Bobigny dénonce une approche centralisée qui privilégie les moyennes statistiques départementales au détriment des dynamiques locales. Dans une Seine-Saint-Denis contrastée, les mêmes ratios s’appliquent indifféremment, créant des déséquilibres graves. La qualité des premières années scolaires apparaît comme un levier déterminant d’égalité des chances, particulièrement dans une commune à forte mixité sociale où les inégalités se cristallisent tôt.
Les parents d’élèves, mobilisés via les conseils locaux, redoutent des conditions d’apprentissage dégradées pour leurs enfants. Les enseignants, confrontés à des effectifs hétérogènes et à une charge administrative lourde, alertent sur leur santé professionnelle. La Ville porte cette convergence d’intérêts, plaidant pour une carte scolaire territorialisée qui tienne compte des inscriptions réelles et des besoins spécifiques.
Cette controverse révèle les limites d’un système où les décisions nationales – réduction des postes enseignants, austérité budgétaire – se répercutent mécaniquement sur les territoires sans nuance. Bobigny demande une concertation renforcée associant rectorat, inspection académique, élus locaux et représentants des familles, ainsi qu’un moratoire sur les suppressions de classes, assorti d’une révision des prévisions démographiques pour garantir une rentrée sereine.
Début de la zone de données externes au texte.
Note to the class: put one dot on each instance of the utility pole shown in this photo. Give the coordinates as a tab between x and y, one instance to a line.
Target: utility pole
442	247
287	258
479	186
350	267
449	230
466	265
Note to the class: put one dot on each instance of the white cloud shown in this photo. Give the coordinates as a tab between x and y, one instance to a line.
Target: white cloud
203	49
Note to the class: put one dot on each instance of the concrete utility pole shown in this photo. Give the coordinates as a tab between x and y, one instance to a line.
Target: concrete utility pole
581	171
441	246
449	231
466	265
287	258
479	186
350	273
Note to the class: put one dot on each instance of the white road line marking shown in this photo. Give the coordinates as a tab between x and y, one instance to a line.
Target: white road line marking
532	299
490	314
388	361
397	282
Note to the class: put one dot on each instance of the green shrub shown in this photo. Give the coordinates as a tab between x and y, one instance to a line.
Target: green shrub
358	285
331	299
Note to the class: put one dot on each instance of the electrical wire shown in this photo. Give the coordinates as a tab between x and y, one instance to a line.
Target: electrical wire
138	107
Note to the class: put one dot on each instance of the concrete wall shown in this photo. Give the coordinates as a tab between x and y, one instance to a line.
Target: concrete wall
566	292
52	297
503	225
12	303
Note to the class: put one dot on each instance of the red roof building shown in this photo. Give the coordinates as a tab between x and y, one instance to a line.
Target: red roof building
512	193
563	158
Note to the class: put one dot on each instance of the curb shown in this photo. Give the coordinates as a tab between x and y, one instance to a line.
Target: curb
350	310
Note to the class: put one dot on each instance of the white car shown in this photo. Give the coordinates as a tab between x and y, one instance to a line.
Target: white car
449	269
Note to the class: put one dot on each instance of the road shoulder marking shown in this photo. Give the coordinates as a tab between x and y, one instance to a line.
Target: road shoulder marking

Au-delà des chiffres, l’enjeu éducatif engage l’avenir social de la commune. Chaque classe fermée se traduit par moins d’attention individualisée, plus de bruit et moins de projets pédagogiques. Dans un quartier où l’école publique reste le principal ascenseur social, maintenir des conditions optimales dès le CP constitue un impératif républicain. Les élus appellent à une mobilisation collective : parents, enseignants et associations doivent se joindre à cette requête. Bobigny ne veut pas d’une rentrée 2026 marquée par la compression, mais par l’adaptation aux besoins réels de sa jeunesse.